= High Tech Campus Eindhoven =

High tech center in Eindhoven, Netherlands

The High Tech Campus Eindhoven is a high tech center and R&D ecosystem on the Southern edge of the Dutch city of Eindhoven. As of 2024, this campus is home to 300 companies and institutions, comprising over 12,500 product developers, researchers and entrepreneurs and an estimated 85 nationalities. The Financial Times, Fortune, Forbes and others have praised the High Tech Campus Eindhoven (HTCE) as one of the best locations in the world for high-tech venture development and startup activity. As such, the HTCE is an innovation district, a targeted area with a huge potential for innovation and entrepreneurship.

==Origins and purpose==
Philips was the original driving force behind the establishment of High Tech Campus Eindhoven. At the end of the 1990s, the R&D activities of the company (the Natuurkundig Laboratorium) were spread right across the city of Eindhoven, primarily in the Strijp area. In 1998, Philips established the Philips High Tech Campus to act as a single location for all its international R&D activities. To reinforce the interaction between people with different technical backgrounds, Philips decided to open up the campus to other companies in 2003, renaming it the High Tech Campus Eindhoven.

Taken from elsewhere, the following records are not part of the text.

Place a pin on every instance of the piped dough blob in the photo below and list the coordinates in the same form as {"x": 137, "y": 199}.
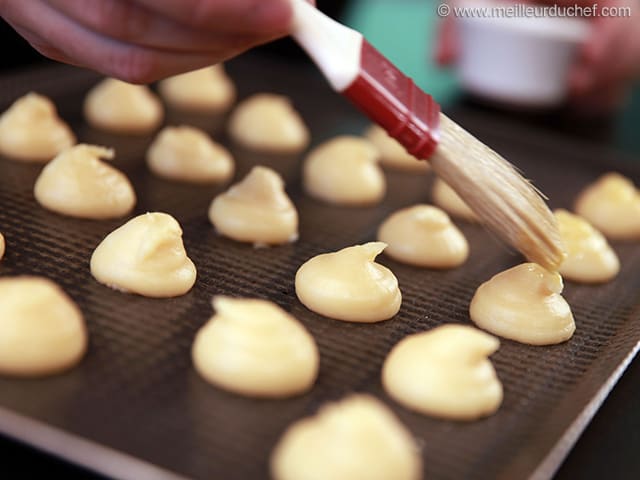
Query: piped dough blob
{"x": 392, "y": 153}
{"x": 188, "y": 154}
{"x": 357, "y": 438}
{"x": 524, "y": 304}
{"x": 590, "y": 258}
{"x": 348, "y": 285}
{"x": 445, "y": 372}
{"x": 256, "y": 210}
{"x": 145, "y": 256}
{"x": 344, "y": 171}
{"x": 424, "y": 236}
{"x": 78, "y": 183}
{"x": 269, "y": 123}
{"x": 446, "y": 198}
{"x": 612, "y": 205}
{"x": 122, "y": 107}
{"x": 42, "y": 331}
{"x": 208, "y": 89}
{"x": 32, "y": 131}
{"x": 254, "y": 348}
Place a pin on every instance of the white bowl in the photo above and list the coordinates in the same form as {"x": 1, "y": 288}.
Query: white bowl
{"x": 519, "y": 61}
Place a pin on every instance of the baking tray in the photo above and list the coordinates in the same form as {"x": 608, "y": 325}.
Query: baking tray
{"x": 135, "y": 408}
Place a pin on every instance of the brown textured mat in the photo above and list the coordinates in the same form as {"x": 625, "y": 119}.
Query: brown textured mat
{"x": 135, "y": 408}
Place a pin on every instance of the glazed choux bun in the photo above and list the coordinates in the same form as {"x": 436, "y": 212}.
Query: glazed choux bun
{"x": 357, "y": 438}
{"x": 612, "y": 205}
{"x": 524, "y": 304}
{"x": 79, "y": 184}
{"x": 392, "y": 154}
{"x": 424, "y": 236}
{"x": 190, "y": 155}
{"x": 446, "y": 198}
{"x": 344, "y": 171}
{"x": 268, "y": 123}
{"x": 32, "y": 131}
{"x": 589, "y": 258}
{"x": 253, "y": 347}
{"x": 42, "y": 331}
{"x": 145, "y": 256}
{"x": 256, "y": 210}
{"x": 348, "y": 285}
{"x": 208, "y": 89}
{"x": 122, "y": 107}
{"x": 445, "y": 372}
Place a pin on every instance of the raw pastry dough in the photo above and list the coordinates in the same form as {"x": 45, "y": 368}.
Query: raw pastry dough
{"x": 189, "y": 154}
{"x": 446, "y": 198}
{"x": 392, "y": 153}
{"x": 206, "y": 90}
{"x": 42, "y": 331}
{"x": 589, "y": 259}
{"x": 612, "y": 205}
{"x": 79, "y": 184}
{"x": 268, "y": 123}
{"x": 357, "y": 438}
{"x": 122, "y": 107}
{"x": 257, "y": 210}
{"x": 524, "y": 304}
{"x": 145, "y": 256}
{"x": 32, "y": 131}
{"x": 344, "y": 171}
{"x": 348, "y": 285}
{"x": 445, "y": 372}
{"x": 253, "y": 347}
{"x": 423, "y": 235}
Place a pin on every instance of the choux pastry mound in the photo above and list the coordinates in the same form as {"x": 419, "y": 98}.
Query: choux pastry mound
{"x": 79, "y": 184}
{"x": 145, "y": 256}
{"x": 344, "y": 171}
{"x": 42, "y": 331}
{"x": 446, "y": 198}
{"x": 348, "y": 285}
{"x": 188, "y": 154}
{"x": 357, "y": 438}
{"x": 254, "y": 348}
{"x": 121, "y": 107}
{"x": 424, "y": 236}
{"x": 589, "y": 259}
{"x": 256, "y": 210}
{"x": 208, "y": 89}
{"x": 268, "y": 123}
{"x": 445, "y": 372}
{"x": 612, "y": 205}
{"x": 524, "y": 304}
{"x": 392, "y": 153}
{"x": 32, "y": 131}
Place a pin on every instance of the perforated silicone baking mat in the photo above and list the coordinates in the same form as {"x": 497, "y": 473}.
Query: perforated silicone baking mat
{"x": 136, "y": 409}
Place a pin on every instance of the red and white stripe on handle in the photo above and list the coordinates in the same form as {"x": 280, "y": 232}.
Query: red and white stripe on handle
{"x": 361, "y": 73}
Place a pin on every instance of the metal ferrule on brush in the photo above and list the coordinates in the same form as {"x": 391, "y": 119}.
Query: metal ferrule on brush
{"x": 393, "y": 101}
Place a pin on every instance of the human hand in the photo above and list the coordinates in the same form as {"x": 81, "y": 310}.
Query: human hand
{"x": 605, "y": 65}
{"x": 144, "y": 40}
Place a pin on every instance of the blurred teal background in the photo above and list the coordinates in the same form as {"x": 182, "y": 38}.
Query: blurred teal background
{"x": 405, "y": 30}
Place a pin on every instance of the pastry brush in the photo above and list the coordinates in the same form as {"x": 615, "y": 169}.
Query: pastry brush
{"x": 505, "y": 202}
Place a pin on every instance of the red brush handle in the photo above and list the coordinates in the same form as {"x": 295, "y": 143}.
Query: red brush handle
{"x": 393, "y": 101}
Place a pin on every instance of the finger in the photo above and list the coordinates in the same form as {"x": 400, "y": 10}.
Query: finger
{"x": 241, "y": 16}
{"x": 128, "y": 62}
{"x": 447, "y": 47}
{"x": 130, "y": 22}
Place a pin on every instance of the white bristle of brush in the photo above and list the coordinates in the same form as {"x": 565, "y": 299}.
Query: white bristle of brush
{"x": 503, "y": 200}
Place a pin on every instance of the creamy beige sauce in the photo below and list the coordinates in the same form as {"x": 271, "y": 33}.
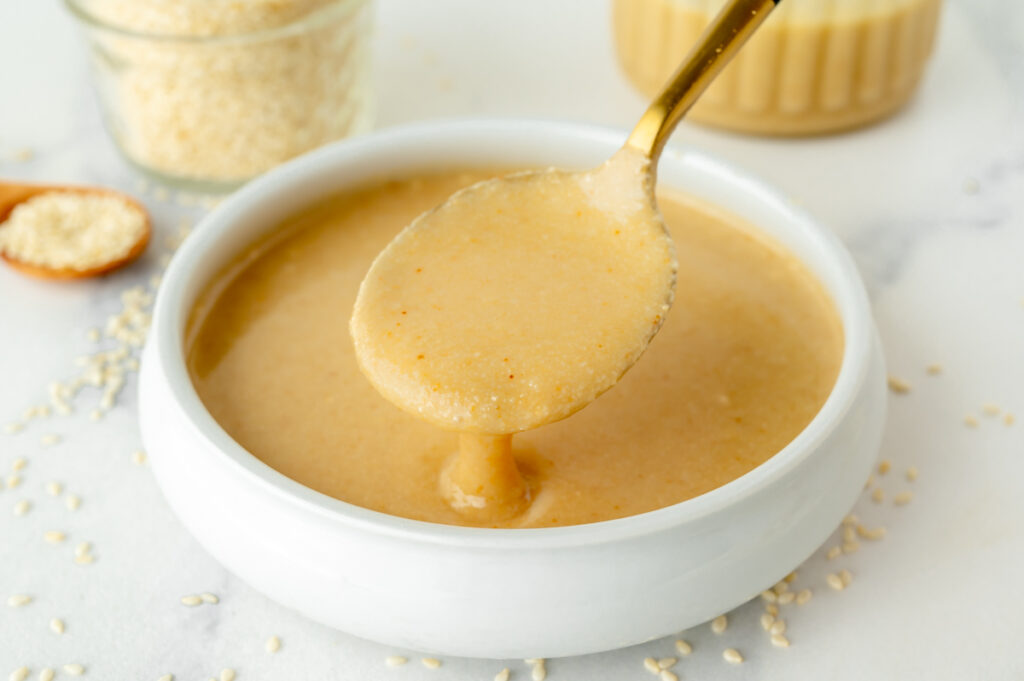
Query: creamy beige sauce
{"x": 745, "y": 357}
{"x": 813, "y": 67}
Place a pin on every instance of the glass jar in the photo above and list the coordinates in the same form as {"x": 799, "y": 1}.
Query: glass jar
{"x": 209, "y": 93}
{"x": 814, "y": 67}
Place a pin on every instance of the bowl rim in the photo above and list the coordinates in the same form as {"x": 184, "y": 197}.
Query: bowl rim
{"x": 167, "y": 349}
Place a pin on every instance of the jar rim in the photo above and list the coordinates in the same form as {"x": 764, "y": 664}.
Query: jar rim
{"x": 334, "y": 10}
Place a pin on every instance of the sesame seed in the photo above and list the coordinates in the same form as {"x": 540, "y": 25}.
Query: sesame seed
{"x": 732, "y": 656}
{"x": 903, "y": 498}
{"x": 898, "y": 385}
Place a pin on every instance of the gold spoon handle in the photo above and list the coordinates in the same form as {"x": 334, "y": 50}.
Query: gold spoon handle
{"x": 714, "y": 49}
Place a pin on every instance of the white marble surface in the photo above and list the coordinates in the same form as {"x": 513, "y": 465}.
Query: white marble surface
{"x": 931, "y": 204}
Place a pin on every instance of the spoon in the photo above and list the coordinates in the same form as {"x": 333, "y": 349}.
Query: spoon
{"x": 519, "y": 300}
{"x": 12, "y": 195}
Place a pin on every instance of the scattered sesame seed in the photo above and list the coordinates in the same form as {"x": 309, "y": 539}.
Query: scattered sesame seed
{"x": 17, "y": 600}
{"x": 898, "y": 385}
{"x": 903, "y": 498}
{"x": 732, "y": 656}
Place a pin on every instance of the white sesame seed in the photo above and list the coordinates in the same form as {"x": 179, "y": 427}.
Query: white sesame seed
{"x": 54, "y": 536}
{"x": 732, "y": 656}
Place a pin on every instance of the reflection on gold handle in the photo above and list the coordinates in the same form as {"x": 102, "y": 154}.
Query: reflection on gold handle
{"x": 717, "y": 44}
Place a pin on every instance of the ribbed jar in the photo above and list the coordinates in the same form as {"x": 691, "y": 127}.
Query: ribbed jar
{"x": 814, "y": 67}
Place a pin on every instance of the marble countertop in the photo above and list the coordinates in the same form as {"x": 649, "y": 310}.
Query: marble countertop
{"x": 931, "y": 203}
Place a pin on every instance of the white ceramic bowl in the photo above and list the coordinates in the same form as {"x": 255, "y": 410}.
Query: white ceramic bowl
{"x": 504, "y": 593}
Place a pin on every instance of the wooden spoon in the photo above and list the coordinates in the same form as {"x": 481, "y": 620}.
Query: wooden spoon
{"x": 13, "y": 194}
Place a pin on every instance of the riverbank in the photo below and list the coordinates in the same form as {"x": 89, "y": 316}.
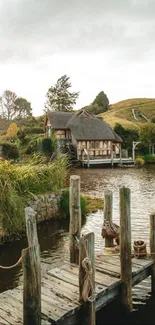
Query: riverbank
{"x": 21, "y": 183}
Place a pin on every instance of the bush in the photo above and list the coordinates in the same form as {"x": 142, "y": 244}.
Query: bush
{"x": 34, "y": 146}
{"x": 18, "y": 183}
{"x": 10, "y": 151}
{"x": 64, "y": 204}
{"x": 47, "y": 146}
{"x": 34, "y": 130}
{"x": 140, "y": 161}
{"x": 149, "y": 158}
{"x": 21, "y": 134}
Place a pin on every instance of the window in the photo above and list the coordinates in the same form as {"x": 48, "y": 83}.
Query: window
{"x": 97, "y": 144}
{"x": 92, "y": 145}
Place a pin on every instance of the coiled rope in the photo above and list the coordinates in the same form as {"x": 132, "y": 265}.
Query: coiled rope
{"x": 88, "y": 284}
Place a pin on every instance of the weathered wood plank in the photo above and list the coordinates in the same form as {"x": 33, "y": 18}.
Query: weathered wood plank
{"x": 108, "y": 202}
{"x": 125, "y": 248}
{"x": 3, "y": 321}
{"x": 32, "y": 286}
{"x": 75, "y": 217}
{"x": 66, "y": 276}
{"x": 152, "y": 250}
{"x": 100, "y": 278}
{"x": 31, "y": 226}
{"x": 87, "y": 271}
{"x": 143, "y": 274}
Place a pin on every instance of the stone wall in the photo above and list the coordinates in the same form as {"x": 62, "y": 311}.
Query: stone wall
{"x": 45, "y": 206}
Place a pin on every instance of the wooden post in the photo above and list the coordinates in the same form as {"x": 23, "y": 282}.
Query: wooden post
{"x": 75, "y": 218}
{"x": 108, "y": 201}
{"x": 152, "y": 249}
{"x": 86, "y": 249}
{"x": 112, "y": 155}
{"x": 120, "y": 153}
{"x": 32, "y": 273}
{"x": 31, "y": 226}
{"x": 125, "y": 248}
{"x": 32, "y": 286}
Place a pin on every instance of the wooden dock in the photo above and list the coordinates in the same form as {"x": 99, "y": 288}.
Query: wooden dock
{"x": 107, "y": 162}
{"x": 60, "y": 291}
{"x": 72, "y": 292}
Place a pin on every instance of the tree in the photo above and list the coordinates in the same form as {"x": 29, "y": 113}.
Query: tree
{"x": 127, "y": 135}
{"x": 12, "y": 130}
{"x": 102, "y": 101}
{"x": 7, "y": 105}
{"x": 59, "y": 98}
{"x": 100, "y": 104}
{"x": 22, "y": 108}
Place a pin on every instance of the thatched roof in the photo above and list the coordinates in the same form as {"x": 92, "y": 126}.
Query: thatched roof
{"x": 83, "y": 125}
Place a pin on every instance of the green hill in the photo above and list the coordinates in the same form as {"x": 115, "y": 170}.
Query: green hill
{"x": 121, "y": 112}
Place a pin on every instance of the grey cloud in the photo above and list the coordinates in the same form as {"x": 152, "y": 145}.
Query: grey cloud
{"x": 30, "y": 29}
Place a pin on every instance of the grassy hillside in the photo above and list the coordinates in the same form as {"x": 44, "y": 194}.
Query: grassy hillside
{"x": 121, "y": 112}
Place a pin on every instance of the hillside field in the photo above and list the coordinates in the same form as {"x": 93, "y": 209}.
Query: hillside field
{"x": 121, "y": 112}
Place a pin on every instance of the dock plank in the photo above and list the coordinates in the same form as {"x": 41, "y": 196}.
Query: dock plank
{"x": 60, "y": 290}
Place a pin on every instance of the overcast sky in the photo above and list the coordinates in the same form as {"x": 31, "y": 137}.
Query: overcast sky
{"x": 100, "y": 44}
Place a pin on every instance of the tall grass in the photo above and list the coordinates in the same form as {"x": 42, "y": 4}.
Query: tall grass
{"x": 19, "y": 183}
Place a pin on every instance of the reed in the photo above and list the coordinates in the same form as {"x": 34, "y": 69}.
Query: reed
{"x": 19, "y": 183}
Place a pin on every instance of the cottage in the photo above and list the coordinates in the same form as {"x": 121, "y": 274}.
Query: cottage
{"x": 91, "y": 136}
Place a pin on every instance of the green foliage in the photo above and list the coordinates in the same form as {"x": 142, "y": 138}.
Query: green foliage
{"x": 99, "y": 105}
{"x": 149, "y": 158}
{"x": 21, "y": 134}
{"x": 12, "y": 107}
{"x": 102, "y": 101}
{"x": 19, "y": 183}
{"x": 59, "y": 98}
{"x": 22, "y": 108}
{"x": 127, "y": 135}
{"x": 34, "y": 145}
{"x": 64, "y": 204}
{"x": 47, "y": 146}
{"x": 10, "y": 151}
{"x": 147, "y": 134}
{"x": 33, "y": 130}
{"x": 7, "y": 104}
{"x": 140, "y": 161}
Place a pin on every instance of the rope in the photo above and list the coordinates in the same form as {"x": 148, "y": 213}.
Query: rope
{"x": 88, "y": 285}
{"x": 11, "y": 266}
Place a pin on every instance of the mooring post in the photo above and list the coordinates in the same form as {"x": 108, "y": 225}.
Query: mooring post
{"x": 125, "y": 248}
{"x": 108, "y": 202}
{"x": 32, "y": 273}
{"x": 75, "y": 218}
{"x": 87, "y": 273}
{"x": 152, "y": 250}
{"x": 32, "y": 286}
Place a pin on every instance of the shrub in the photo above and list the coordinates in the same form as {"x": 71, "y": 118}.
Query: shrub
{"x": 34, "y": 146}
{"x": 47, "y": 146}
{"x": 140, "y": 161}
{"x": 10, "y": 151}
{"x": 21, "y": 134}
{"x": 18, "y": 183}
{"x": 34, "y": 130}
{"x": 149, "y": 158}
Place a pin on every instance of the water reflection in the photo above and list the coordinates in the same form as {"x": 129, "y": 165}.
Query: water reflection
{"x": 54, "y": 245}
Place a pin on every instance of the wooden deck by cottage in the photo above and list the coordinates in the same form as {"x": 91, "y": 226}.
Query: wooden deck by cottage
{"x": 60, "y": 291}
{"x": 72, "y": 292}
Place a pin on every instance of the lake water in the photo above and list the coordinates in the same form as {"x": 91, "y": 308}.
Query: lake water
{"x": 54, "y": 246}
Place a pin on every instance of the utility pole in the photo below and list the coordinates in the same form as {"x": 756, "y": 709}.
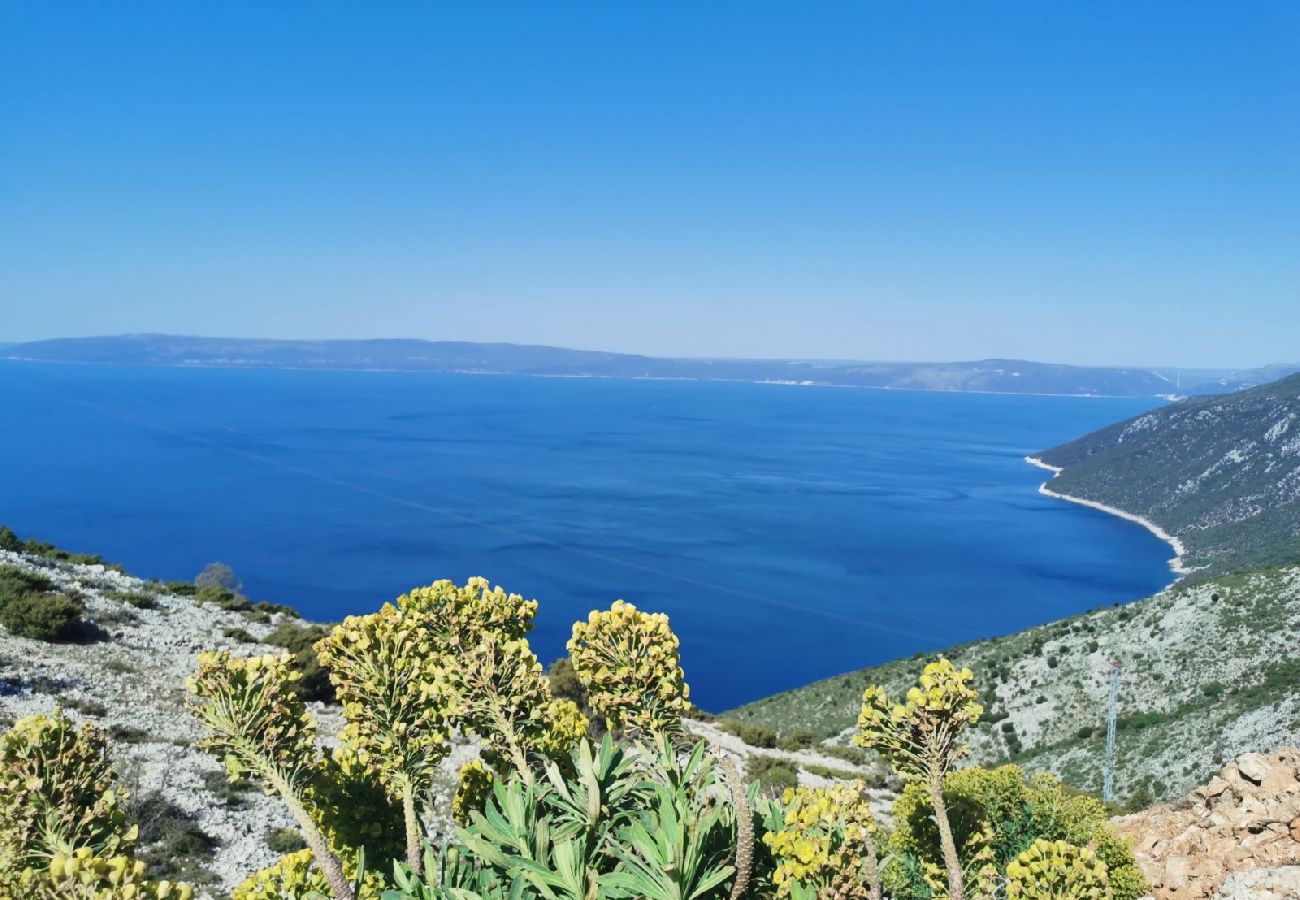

In March 2012 the Campus entered a new phase in its history. High Tech Campus Eindhoven was sold by Philips to Ramphastos Investments, a private consortium of investors led by Marcel Boekhoorn. Philips remains on the Campus as a tenant, but its status changed from owner/manager to resident. In 2021 the Campus was acquired by US-based Oaktree Capital Management

The campus attracts companies and research institutes engaging in advanced high-tech research and development. This includes research and development activity in the area of hightech systems, nanotechnology, embedded systems, smart pharma, life sciences, as well as security and encryption.

==Environment==
The High Tech Campus is located on the grounds of the former Philips Research Laboratories Eindhoven (NatLab). When Philips sold the campus, opening it to other tenants, the facilities such as laboratories, cleanrooms, test facilities were opened up to other residents. Companies on campus include for example ABB, Accenture, Analog Devices, EFFECT Photonics, Intel, IBM, Philips Research, PhotonDelta, Atos Origin, Aquaver, FluXXion, Cytocentrics, NXP, Texas Instruments, and Dalsa.

The HTCE also hosts several publicly funded research institutes as well as collaborative entities such as Solliance, a cooperation between ECN, TNO, Holst Centre and TU/e, established to do research into thin film solar cells. Another example is EIT Digital, the knowledge and innovation community of the European Institute of Innovation and Technology (EIT) that has its Dutch co-location centre at the HTCE. EIT works with more than 200 European corporations, SMEs, start-ups, universities and research institutes.
The HTCE also includes HighTechXL and many high-tech startups, scaleups, spinouts, and service providers

The campus is 1 km2 in size and includes 45000 m2 of R&D facilities, 185000 m2 office space. 6.000 m^{2} is used by technology start-ups and an area of 150000 m2 is reserved for (re)development. The International Association of Science Parks ranks High Tech Campus in the top 17% of global science parks.

The campus is designed around a social hub known as The Strip. This houses the campus conference center, restaurants and shops and is designed to allow people from different companies and fields to meet.